I have the Bass Legends sample CD, and I loaded some of the Abraham Laborial patches - and I love them. Yes, indeed they are deep, and the strings are resonating nicely, but I miss the punch from it.
Maybe the bass what I am looking for is a layer of real bass and synth bass?

Another example: 
still the same CD= Yello, Stella, track 8 (Sometimes), at the very beginning of the track 
is perhaps a better example:
http://www.cduniverse.com/search/xx/music/pid/6946346/a/Stella.htm


----------



## tonyvdb (Sep 5, 2007)

trifidmaster said:


> Maybe the bass what I am looking for is a layer of real bass and synth bass?


very possible or it could be some sort of digital enhancement.



> Another example:
> still the same CD= Yello, Stella, track 8, at the very beginning of the track
> is perhaps a better example.


I dont have that CD so I cant really comment.


----------



## trifidmaster (Nov 18, 2006)

Thanks.

I have edited/added the link in my previous comment:
http://www.cduniverse.com/search/xx/music/pid/6946346/a/Stella.htm
track 8 = Sometimes, and I am talking about the "running" bass arpeggio running very "rubbery"...


----------



## chonc (Jun 9, 2009)

well, in track 4 and track 8 all I hear is a synth bass (no electric bass at all). Any moog or decent analog emulator synth using a saw wave will do the trick. If you want to sound more deep you can double it with a mellow electric bass (fretless do sound awesome), or programming your synth so you have a sine wave fundamental tone one octave lower.
Hope this helps


----------



## PepAX7 (Mar 11, 2008)

We used to do this back in the day w/MIDI. We would trigger an Ensoniq EPS keyboard (awesome Phat synth 12bit A/D) with the bass player w/hex pickup. Set the patch decay so it sounds like a natural string decay for the style of music. There's not a bass made that can touch it! If anybody could tho... Laboriel could!
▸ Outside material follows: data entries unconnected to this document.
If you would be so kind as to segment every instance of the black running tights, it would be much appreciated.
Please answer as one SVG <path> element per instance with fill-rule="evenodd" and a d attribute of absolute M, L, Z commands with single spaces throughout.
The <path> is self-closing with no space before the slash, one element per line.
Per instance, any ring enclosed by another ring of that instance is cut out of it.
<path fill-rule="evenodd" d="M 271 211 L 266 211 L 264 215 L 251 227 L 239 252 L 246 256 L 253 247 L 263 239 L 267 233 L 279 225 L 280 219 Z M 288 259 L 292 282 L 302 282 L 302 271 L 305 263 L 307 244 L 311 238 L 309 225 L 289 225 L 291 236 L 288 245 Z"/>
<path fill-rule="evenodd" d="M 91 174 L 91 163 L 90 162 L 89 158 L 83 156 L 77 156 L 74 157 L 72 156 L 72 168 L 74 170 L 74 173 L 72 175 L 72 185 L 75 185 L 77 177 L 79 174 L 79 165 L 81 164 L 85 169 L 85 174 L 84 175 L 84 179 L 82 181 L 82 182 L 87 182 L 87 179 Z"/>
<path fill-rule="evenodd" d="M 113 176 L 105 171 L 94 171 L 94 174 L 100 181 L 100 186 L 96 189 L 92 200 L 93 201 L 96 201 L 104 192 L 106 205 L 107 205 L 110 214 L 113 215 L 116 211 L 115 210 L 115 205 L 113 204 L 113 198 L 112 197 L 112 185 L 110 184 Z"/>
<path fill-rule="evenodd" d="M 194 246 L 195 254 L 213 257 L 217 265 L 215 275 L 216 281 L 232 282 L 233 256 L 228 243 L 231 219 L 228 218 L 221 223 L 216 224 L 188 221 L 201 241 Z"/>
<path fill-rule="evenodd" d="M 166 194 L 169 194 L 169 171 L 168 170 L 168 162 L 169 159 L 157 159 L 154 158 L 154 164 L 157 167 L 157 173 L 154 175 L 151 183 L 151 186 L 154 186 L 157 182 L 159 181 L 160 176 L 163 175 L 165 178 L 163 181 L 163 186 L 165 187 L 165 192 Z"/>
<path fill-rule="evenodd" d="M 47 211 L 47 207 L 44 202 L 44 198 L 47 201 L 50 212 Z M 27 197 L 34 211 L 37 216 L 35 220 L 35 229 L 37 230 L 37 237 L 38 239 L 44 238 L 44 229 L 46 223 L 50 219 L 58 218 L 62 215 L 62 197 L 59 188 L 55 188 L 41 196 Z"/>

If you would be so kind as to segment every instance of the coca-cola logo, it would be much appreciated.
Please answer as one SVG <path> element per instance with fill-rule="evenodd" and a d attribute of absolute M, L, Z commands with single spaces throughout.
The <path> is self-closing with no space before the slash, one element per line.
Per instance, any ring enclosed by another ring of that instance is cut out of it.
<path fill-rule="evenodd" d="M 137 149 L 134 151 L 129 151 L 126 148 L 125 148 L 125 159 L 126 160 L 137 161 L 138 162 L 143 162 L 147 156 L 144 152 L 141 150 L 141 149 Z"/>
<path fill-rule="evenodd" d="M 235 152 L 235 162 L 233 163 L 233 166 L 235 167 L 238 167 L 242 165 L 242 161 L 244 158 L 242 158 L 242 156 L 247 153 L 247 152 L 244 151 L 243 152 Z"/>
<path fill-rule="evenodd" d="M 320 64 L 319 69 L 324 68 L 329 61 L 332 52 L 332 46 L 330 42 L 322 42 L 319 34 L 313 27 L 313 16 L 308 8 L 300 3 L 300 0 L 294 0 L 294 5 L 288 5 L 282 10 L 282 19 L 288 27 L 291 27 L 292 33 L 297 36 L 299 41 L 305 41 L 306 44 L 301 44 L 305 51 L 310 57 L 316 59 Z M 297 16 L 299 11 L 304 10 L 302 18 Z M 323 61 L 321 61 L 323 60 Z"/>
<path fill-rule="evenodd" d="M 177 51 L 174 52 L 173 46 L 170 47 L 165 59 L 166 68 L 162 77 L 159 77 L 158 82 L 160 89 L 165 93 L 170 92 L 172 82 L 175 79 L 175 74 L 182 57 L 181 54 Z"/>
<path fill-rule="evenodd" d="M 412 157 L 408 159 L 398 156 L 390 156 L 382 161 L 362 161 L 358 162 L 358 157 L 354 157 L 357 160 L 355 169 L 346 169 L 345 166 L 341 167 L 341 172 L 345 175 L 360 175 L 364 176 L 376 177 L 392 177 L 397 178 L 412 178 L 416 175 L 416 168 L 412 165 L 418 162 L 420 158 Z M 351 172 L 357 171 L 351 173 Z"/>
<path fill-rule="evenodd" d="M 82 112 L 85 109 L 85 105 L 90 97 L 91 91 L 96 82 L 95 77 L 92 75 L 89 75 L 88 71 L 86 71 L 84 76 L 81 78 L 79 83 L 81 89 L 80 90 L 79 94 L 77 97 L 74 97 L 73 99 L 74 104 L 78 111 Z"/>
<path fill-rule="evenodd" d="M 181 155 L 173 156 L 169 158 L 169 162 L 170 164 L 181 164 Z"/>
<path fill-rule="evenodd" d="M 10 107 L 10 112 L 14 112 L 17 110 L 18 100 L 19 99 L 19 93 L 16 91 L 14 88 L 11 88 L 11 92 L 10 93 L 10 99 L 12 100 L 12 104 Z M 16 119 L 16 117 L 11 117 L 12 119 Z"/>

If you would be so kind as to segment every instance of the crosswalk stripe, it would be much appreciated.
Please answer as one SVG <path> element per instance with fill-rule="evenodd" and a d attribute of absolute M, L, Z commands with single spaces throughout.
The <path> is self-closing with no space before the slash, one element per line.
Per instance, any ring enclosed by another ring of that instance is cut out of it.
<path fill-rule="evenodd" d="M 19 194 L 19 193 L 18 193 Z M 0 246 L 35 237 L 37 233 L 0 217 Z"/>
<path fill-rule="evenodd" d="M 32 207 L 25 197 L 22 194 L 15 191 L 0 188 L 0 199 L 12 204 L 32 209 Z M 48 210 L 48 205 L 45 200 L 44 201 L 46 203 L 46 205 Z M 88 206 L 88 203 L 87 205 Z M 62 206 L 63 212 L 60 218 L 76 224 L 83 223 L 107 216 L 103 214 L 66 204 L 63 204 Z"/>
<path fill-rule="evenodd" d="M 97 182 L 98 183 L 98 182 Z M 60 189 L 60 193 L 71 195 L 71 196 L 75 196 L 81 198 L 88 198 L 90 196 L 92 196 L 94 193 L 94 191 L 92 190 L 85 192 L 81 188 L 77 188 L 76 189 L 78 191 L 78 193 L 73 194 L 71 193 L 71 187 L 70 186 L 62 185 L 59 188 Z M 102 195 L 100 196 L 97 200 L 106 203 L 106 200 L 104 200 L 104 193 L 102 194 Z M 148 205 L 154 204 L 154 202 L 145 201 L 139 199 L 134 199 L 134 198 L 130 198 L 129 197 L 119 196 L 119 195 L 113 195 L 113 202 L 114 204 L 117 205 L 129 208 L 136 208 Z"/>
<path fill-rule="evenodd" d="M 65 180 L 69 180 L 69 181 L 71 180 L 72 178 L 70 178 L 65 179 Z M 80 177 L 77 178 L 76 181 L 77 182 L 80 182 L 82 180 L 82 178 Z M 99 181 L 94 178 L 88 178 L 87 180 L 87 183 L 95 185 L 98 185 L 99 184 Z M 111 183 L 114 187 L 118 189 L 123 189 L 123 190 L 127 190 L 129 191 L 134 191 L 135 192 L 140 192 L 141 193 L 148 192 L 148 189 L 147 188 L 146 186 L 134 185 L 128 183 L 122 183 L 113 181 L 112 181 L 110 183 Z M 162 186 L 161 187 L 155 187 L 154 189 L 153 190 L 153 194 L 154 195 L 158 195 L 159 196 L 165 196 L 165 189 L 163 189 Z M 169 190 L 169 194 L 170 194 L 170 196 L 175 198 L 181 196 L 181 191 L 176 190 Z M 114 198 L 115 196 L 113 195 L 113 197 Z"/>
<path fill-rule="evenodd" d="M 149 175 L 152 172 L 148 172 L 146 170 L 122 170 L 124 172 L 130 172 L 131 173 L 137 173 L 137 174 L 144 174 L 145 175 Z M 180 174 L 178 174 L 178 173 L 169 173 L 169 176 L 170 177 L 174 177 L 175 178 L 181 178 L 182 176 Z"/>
You can also do this in DAW too.

Pep


----------



## tonyvdb (Sep 5, 2007)

PepAX7 said:


> There's not a bass made that can touch it! If anybody could tho... Laboriel could!
> 
> Pep


So true, I've been a big fan of his since his days of Friendship and Koinonia. He has a new recording here with some of his friends.
Its hard to believe that he has been featured on over 4000 recordings.


----------



## fractile (Mar 15, 2009)

This all reminds me of Bootsy (Collins') Rubber Band and Funkadelics; the whole slap-bass thing.


----------